Charts A1 and A2 illustrate our model’s estimated response of Quebec and Ontario real GDP to changes in a few select variables.



National-level target increases notwithstanding, there remains considerable uncertainty about provincial immigration’s trajectory given the ongoing second pandemic wave and imposition of new containment measures. We use Quebec’s and Ontario’s reference immigration projections as our baseline forecast, with the low and high scenarios employed to estimate the range of potential economic impacts under different possible newcomer intake scenarios. The drop in immigration witnessed during COVID-19 puts both provinces below their more pessimistic projections (charts B1 & B2). However, a stout bounce-back could well materialize in Q2-2021 should restrictions ease, and we felt it more defensible to use existing government projections than to speculate on national target completion rates.

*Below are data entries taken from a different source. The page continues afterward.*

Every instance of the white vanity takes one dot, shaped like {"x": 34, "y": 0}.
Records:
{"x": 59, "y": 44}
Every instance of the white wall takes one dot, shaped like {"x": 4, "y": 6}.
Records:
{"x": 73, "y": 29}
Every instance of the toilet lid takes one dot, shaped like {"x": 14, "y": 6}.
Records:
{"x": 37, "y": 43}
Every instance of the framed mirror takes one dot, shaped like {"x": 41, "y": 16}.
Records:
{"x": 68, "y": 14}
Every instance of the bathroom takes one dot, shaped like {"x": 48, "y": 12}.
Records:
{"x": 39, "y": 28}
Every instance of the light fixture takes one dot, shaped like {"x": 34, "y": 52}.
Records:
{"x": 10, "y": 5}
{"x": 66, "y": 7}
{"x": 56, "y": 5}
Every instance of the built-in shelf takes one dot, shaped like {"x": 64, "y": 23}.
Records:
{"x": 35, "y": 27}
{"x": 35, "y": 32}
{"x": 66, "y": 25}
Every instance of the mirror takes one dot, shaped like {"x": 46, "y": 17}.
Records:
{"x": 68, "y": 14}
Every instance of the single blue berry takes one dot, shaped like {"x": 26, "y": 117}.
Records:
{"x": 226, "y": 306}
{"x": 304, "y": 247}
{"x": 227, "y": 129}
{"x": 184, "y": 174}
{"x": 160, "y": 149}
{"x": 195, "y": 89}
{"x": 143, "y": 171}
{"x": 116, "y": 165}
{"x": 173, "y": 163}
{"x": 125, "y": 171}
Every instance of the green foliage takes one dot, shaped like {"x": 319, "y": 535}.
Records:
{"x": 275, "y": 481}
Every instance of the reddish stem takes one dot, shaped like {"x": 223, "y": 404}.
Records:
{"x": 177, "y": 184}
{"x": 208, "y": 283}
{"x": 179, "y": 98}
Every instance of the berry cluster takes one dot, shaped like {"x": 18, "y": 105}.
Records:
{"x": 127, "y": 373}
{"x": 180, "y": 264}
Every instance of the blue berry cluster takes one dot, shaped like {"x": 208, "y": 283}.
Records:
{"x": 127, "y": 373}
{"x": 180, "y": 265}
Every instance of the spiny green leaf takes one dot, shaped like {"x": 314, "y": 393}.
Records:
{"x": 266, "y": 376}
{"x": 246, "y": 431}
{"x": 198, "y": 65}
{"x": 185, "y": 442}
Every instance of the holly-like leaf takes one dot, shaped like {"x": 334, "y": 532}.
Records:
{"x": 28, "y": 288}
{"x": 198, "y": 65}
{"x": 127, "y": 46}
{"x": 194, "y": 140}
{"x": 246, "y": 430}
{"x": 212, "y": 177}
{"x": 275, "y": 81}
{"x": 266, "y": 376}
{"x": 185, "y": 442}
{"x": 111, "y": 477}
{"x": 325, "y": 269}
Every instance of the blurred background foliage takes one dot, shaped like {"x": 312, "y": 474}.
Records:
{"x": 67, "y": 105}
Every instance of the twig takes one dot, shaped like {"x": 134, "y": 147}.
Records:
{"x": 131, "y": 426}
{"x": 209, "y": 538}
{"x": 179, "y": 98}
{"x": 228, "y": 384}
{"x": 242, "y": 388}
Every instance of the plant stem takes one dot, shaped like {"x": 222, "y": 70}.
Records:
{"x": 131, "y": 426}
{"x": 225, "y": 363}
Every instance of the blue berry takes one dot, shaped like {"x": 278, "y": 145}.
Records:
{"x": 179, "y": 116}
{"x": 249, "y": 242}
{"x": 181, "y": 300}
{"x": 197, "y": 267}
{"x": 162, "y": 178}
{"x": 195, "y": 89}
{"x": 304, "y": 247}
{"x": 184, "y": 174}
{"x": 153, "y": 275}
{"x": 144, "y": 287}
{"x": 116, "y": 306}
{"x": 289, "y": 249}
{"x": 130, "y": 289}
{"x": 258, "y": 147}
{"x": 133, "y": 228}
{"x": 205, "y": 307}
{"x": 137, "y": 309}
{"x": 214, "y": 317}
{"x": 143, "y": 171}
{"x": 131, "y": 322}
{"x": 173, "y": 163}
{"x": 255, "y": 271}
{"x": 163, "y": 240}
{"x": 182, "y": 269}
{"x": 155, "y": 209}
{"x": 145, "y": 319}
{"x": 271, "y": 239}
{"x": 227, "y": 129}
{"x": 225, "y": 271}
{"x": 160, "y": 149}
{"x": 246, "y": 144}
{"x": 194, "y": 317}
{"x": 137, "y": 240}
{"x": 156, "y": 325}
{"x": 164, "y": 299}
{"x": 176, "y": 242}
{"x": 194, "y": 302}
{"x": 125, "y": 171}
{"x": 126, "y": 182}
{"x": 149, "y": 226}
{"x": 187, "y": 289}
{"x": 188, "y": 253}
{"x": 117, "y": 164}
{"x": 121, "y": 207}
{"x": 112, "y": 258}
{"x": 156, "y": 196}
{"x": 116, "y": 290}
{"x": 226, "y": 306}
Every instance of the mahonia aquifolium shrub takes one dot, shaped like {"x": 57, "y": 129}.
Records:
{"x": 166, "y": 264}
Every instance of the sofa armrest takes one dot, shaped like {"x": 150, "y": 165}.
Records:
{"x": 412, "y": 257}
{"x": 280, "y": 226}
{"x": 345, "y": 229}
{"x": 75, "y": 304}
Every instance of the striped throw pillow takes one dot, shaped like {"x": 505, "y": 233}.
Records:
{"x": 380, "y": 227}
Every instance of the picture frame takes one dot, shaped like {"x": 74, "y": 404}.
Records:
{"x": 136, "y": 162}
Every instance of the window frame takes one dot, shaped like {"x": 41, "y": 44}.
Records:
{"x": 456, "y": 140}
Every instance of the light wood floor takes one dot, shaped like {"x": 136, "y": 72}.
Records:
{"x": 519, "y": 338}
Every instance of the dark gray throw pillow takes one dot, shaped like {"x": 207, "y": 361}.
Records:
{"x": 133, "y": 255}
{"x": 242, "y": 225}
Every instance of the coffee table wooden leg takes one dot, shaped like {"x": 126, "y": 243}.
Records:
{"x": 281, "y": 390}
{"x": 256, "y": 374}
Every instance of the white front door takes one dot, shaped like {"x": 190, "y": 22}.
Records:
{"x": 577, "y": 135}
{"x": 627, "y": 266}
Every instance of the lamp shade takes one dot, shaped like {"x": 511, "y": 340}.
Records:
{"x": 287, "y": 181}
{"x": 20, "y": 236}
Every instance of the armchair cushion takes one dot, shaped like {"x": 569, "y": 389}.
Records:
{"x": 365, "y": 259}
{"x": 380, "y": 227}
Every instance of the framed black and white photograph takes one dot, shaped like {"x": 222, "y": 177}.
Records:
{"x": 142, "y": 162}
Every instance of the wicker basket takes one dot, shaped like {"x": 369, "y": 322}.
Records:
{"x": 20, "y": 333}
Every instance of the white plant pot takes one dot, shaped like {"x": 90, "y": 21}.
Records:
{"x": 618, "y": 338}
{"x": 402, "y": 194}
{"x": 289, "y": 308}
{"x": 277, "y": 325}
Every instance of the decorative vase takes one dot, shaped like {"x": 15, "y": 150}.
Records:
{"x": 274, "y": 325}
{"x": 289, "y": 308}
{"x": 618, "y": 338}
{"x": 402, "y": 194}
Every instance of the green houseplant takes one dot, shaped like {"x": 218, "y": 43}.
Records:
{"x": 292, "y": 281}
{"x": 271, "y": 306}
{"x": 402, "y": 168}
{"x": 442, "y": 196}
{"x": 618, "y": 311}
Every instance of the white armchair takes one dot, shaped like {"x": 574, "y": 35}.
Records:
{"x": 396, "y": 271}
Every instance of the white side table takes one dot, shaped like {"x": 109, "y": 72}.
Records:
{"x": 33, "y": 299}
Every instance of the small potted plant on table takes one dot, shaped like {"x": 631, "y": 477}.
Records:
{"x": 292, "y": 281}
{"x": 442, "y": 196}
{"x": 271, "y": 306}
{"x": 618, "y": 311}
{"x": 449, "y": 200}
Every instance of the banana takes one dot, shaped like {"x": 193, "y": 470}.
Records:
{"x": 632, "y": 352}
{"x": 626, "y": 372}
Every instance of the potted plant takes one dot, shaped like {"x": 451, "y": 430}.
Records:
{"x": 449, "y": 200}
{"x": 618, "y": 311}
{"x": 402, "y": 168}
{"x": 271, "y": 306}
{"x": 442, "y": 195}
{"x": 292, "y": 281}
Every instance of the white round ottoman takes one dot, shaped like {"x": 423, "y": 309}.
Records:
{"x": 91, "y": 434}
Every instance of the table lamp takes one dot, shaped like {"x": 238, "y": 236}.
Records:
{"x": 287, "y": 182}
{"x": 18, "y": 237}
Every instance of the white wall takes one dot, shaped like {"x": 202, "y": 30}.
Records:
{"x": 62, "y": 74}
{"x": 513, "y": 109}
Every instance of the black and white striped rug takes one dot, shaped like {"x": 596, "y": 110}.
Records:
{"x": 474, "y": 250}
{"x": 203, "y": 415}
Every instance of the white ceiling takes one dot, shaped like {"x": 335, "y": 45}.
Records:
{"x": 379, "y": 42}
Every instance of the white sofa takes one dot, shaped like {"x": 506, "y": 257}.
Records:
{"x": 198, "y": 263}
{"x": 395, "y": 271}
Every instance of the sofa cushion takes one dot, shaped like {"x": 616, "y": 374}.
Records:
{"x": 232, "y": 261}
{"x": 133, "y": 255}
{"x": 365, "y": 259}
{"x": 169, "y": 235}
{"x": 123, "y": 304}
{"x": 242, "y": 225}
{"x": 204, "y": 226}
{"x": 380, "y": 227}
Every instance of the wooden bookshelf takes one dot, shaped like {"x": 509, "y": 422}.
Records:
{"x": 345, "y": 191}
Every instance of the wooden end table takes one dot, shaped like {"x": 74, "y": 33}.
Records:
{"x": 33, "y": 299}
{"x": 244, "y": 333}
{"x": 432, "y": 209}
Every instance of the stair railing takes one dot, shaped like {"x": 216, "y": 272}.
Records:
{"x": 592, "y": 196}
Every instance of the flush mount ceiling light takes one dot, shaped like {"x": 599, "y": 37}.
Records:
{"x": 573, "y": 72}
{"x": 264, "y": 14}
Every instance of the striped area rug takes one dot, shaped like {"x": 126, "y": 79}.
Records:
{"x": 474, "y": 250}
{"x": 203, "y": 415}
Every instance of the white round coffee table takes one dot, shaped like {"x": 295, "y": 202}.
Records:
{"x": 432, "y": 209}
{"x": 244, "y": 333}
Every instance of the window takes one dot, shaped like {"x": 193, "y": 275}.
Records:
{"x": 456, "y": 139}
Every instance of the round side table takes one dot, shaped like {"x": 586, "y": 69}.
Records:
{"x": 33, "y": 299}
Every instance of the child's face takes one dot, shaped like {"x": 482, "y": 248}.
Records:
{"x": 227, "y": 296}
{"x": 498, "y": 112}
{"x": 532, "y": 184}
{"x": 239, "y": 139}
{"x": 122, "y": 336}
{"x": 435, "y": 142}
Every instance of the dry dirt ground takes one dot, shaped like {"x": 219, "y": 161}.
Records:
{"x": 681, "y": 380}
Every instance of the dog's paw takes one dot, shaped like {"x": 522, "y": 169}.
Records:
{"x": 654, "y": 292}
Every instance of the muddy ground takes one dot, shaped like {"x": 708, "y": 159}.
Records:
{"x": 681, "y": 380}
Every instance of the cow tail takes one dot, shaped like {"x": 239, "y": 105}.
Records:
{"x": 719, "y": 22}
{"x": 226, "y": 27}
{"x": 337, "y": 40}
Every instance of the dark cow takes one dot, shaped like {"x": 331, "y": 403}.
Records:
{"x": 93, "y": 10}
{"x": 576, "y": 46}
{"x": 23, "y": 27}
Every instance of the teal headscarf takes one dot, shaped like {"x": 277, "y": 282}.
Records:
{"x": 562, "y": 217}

To determine the impact of the national immigration target increase, we completed a shock-minus-control exercise in which we raised the reference, low-, and high-immigration scenarios by 17%—the factor by which Ottawa raised its 2021–23 admissions goals. Because the age structure of immigrants is assumed to be much younger than the current populations of both provinces, each immigrant adds to the province’s level of potential GDP, and the most significant gains came in the high-immigration scenarios.

To capture differences between newcomer and Canadian-born job market outcomes, we assumed higher long-run equilibrium unemployment rates (charts B3 & B4) for the two groups. In Ontario, we also assumed lower long-run labour force participation, consistent with the data. This is meant to incorporate historical patterns into our baseline projection and address questions about Canada’s ability to successfully settle skilled workers during the pandemic. We hold that these assumptions may well prove pessimistic. If newcomer unemployment rates were brought closer to those of Canadian-born workers—as we assessed in our estimate of the impact of increased integration—there would be significant additional economic benefits.

Differences in the government projections and the labour market assumptions underlie differences in immigration’s estimated impacts in Quebec and Ontario. For instance, Quebec’s relatively high immigrant unemployment rate contributes to a more modest economic boost than in Ontario. Meanwhile, the easing newcomer admissions penciled in for 2023–28 in Ontario contribute to the boost to the province’s growth rate moderating somewhat over that period.